VISITORS to Swindon this week in 1976 included two veteran entertainers who had helped to sustain the nation’s morale during World War Two.

Charlie Chester - or Cheerful Charlie Chester, as he was known to millions at the height of his fame - had started his showbusiness career as a stand-up comedian before becoming a major radio star in the 1940s.

The following decade saw him become an early television star, although he was best known and loved for his radio work and broadcast almost until the end of his life in 1997.

His visit to Swindon 42 years ago was at the invitation of the Lions Clubs of Swindon, Highworth and Wootton Bassett, who needed a celebrity attraction for a charity event at the Polo Ground.

Charlie’s duties included drawing a raffle whose top prize was a choice between a new caravan and £600 in cash.

Swindon’s other visiting veteran star was Tommy Trinder, a comedian who had been a national celebrity since the 1930s, having learned his trade in the music hall variety shows which were hugely popular in the days before radio ownership was widespread.

Like Charlie Chester, he had made countless wartime broadcasts which helped to keep the nation’s spirits up.

Also like Charlie Chester, he was in Swindon at the request of the Lions.

We said: “Comedian Tommy Trinder has become fashion-conscious.

“At least it seemed like it at Swindon’s Oasis Pleasuredome. The funny man opened Marks and Spencer’s touring autumn-winter fashion show with wisecracks which had the 1,100-strong audience in stitches.

“The show, which features M and S sales assistants as models, travels around the country raising money for charity.

“ Last night’s display was arranged with the Swindon Lions Club, and the proceeds went to the Thamesdown Hydrotherapy Pool.

“Mayor of Thamesdown, Coun Les Gowing, presented a cheque for £400 to the Pool Association.”

Tommy Trinder died in 1989.

Two homegrown famous faces also appeared in the Adver that week.

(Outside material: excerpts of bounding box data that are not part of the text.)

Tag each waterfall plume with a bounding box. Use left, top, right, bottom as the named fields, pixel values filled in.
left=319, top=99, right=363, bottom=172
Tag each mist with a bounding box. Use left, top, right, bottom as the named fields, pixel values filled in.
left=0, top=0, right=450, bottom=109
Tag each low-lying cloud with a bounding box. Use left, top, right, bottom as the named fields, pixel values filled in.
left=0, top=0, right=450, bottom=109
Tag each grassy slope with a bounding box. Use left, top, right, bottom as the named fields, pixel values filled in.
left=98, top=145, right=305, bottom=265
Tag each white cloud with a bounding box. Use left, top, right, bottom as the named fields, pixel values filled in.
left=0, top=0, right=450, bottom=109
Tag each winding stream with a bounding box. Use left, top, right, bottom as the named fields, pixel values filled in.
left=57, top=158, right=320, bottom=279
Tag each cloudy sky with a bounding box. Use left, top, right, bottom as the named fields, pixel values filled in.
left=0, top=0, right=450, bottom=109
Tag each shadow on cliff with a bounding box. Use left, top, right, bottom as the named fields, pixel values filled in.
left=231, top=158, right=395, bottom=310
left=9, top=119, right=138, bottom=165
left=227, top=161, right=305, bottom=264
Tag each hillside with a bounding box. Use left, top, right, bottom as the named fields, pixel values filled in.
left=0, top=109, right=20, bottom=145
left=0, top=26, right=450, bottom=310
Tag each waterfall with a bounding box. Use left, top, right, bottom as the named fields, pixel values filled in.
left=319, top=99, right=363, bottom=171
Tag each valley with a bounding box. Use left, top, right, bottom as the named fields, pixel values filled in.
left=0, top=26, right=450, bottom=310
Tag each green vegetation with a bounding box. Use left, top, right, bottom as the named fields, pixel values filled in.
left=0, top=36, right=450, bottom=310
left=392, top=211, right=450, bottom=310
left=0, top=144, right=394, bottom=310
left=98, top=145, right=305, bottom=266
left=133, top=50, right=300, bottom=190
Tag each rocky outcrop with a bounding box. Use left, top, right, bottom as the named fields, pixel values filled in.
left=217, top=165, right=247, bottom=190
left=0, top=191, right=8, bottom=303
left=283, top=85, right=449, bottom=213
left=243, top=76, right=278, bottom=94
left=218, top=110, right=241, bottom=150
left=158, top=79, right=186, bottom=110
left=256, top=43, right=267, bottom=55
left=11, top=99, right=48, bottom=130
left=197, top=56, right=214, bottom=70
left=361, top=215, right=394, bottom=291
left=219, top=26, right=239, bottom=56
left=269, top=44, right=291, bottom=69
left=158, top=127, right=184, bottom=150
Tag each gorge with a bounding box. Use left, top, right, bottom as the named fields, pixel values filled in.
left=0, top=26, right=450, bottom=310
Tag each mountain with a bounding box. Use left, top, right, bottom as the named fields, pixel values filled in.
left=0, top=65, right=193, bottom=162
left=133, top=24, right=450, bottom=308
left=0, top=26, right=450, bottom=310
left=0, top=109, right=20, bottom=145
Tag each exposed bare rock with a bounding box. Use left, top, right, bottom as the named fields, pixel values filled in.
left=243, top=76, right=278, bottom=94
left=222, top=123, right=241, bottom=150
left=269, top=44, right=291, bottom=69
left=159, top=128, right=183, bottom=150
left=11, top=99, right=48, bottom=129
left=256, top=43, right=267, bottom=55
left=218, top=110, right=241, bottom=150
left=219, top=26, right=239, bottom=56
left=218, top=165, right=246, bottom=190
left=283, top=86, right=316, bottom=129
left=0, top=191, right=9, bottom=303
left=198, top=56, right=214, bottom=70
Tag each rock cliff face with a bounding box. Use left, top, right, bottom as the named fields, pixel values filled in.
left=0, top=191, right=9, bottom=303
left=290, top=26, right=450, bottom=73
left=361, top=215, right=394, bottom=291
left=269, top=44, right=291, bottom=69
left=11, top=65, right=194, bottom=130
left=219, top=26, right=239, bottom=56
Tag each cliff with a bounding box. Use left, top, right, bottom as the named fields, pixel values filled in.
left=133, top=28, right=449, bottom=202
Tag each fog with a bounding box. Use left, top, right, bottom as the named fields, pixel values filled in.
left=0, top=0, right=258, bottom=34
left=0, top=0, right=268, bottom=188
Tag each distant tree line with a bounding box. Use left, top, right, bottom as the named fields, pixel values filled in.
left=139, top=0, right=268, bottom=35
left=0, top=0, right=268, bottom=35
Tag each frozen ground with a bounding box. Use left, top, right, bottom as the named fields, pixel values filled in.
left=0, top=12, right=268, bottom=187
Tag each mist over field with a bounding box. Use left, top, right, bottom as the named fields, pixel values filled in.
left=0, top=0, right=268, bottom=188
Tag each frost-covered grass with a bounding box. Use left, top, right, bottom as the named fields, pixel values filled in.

One was that of Diana Dors, who was interviewed on a BBC1 West TV show called Waugh Talk.

It was presented by journalist Auberon Waugh, son of Brideshead Revisited author Evelyn.

The other was Diana’s fellow Swindonian and former childhood sweetheart, the zoologist, author and TV personality Desmond Morris.

Although most British people recognised him instantly thanks to programmes such as Zoo Time and best-selling volumes of popular science including The Naked Ape, rather fewer realised that he was also a committed - and respected - surrealist painter.

A forthcoming exhibition of his work at the Arts Centre was all the excuse we needed to request an interview, and he was happy to oblige.

An avid painter since the age of 16, he had first exhibited in his home town nearly 30 years earlier, only to have his work met with widespead incomprehension if the Adver letters page was anything to go by.

He returned time and time again to what he called his biomorphs - strange life forms inhabiting an equally strange world. “The more fantasy there is in my paintings,” he said, “the less there is in my writing. We are all part reality and part fantasy, we have intellectual moments and emotional moments.

“The two sides make up a balanced personality.

“People don’t have to give up their creative side, but they feel it isn’t really important. That’s tragic. I think it’s desperately important.”

In Old Town, a church was on offer for £1,000, provided the buyer was wiling to dismantle it and take it away.

St Mary’s in The Mall was and is a daughter church of Christ Church. The modern St Mary’s is next to the Goddard House sheltered housing complex, and both have stood since the late 1970s.

Its predecessor, according to the church website, was built on the site in 1924. It was put up for sale in 1976 to make way for the new complex.

The vicar, Canon Derek Palmer, said: “St Mary’s is an old wooden building which will have to be demolished anyway to make way for an old people’s home. But we feel it would be a waste to see the old church building destroyed. It could be dismantled and re-erected on a different site.”

The church was equipped with a pipe organ which was for sale separately at £500.

We can find no further mentions of the old church building or its organ in our archives, and wonder whether any readers can tell us about their ultimate fates.

In another history-related story, we sent a reporter and photographer to cover the moment when stonemason Mr J Packer replaced the old canal milestone proclaiming ‘Semington 26 miles’ in its old town centre location.

It had been stored while the Brunel Centre was built.